Some of the Beagle Boys (it's a BIG family) were lying in wait to met us and greet us. And swipe whatever treasure we had regained, to sell to the highest bidder. But they were a tad too eager and TRIED to jump us a little too fast.
Not only did Mr. McDee managed to dodge them, but he wasn't even carrying the Ruby, Launchpad was. (1) Launchpad threw a pass with the ruby; he passed it to Huey, who passed it to Dewey, who passed it to Louie, who TRIED to pass to Mr. McDuck.
However, before our heroes could get a full-fledged game of "monkey in the middle" going the Beagles all piled on poor Louie, who STILL managed to pass the ruby, but miss-threw in his haste and fear. It went over Mr. McDuck's head by a country mile!

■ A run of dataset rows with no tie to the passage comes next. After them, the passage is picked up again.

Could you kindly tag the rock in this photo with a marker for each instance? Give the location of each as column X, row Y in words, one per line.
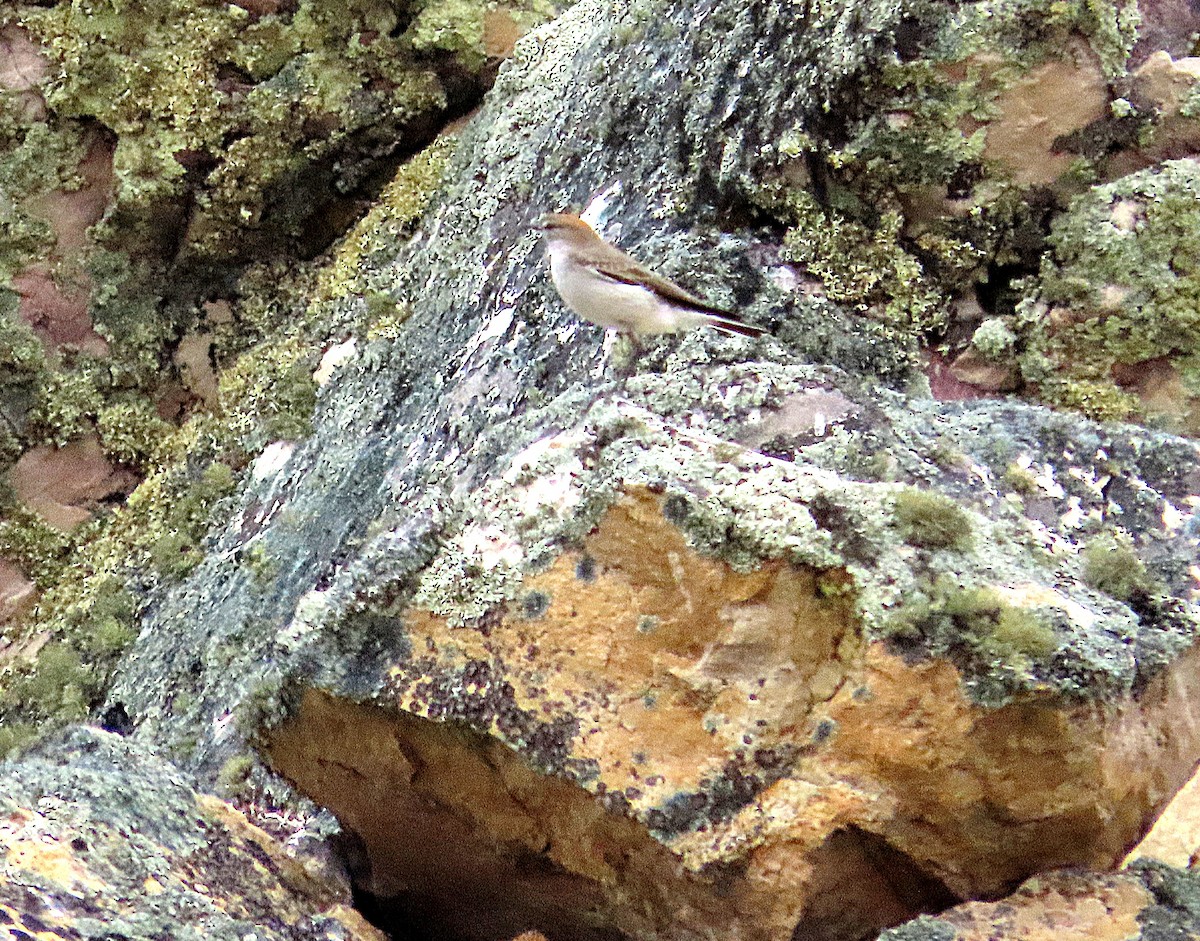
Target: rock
column 63, row 485
column 1165, row 85
column 973, row 369
column 1049, row 102
column 1111, row 301
column 1073, row 906
column 564, row 636
column 103, row 839
column 17, row 592
column 1175, row 837
column 736, row 639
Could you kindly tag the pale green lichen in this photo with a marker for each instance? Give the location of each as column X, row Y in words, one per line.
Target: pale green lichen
column 387, row 225
column 1111, row 565
column 931, row 521
column 1121, row 287
column 994, row 339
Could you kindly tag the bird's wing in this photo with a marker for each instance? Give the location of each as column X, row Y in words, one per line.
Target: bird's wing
column 619, row 267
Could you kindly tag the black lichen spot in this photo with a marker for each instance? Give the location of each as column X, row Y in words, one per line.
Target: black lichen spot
column 115, row 719
column 586, row 569
column 675, row 509
column 534, row 605
column 721, row 797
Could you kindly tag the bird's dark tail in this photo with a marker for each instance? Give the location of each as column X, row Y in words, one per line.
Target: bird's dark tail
column 730, row 324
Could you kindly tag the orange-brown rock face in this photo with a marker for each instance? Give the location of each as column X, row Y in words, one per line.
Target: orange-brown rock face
column 694, row 751
column 1062, row 906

Launchpad jumped for the ruby.
"Make sure Louie's OK!" Launchpad said.
"Oh, I will!" Mr. McDuck replied.
And he waded into the Beagles, as did Huey and Dewey. As soon as Launchpad caught the ruby, he joined in.

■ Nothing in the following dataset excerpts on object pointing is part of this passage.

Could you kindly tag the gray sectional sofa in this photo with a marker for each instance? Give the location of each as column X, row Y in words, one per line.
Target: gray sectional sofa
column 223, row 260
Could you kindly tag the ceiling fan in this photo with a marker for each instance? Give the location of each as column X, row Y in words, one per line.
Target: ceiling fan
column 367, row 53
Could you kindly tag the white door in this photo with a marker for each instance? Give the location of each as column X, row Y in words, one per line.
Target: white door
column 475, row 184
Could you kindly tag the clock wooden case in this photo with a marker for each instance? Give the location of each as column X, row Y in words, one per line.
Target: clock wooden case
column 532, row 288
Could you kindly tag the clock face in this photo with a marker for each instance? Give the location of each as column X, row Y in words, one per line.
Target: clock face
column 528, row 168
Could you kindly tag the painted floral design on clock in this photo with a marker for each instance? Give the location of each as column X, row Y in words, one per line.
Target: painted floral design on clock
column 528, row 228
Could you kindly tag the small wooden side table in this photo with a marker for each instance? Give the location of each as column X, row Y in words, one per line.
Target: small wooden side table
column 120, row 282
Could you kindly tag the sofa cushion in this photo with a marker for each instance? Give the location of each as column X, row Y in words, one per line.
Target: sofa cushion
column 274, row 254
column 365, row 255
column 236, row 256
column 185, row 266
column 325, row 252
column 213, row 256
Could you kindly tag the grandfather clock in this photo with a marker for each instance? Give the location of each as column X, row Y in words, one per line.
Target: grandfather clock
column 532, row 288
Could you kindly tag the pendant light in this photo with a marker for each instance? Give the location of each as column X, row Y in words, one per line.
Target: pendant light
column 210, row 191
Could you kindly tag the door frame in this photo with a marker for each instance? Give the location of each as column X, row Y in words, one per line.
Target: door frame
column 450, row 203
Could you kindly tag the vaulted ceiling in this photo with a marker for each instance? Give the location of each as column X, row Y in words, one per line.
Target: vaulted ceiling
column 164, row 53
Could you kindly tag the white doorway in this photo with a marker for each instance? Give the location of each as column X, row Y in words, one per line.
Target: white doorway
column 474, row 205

"You want the ruby? You got the ruby!" Launchpad said.
And he clouted the Beagles on their heads with the ruby. Then, one of the Beagles pushed Launchpad HARD, and Launchpad nearly fell on Huey. Launchpad managed to right himself, but while Launchpad was still a tad unsteady, the same Beagle pushed even harder the other way and Launchpad fell on Mr. McDuck.
"Sorry, boss. I am a little clumsy. And he caught me off guard." Launchpad said, shamefaced.
"It's all right, Launchpad. I saw you avoiding falling on Huey and I cannot get mad at you for that." Mr. McDuck said
Since the Beagles heard sirens wailing in the distance, they ran for it. Duckburg's Finest soon arrived. When the cops saw Mr. McDuck, they tripped over themselves to be polite to them, but they STILL wanted to know what had happened. Mr. McDuck explained, and the cops offered to give him a police escort home with the ruby. Mr. McDuck refused, politely.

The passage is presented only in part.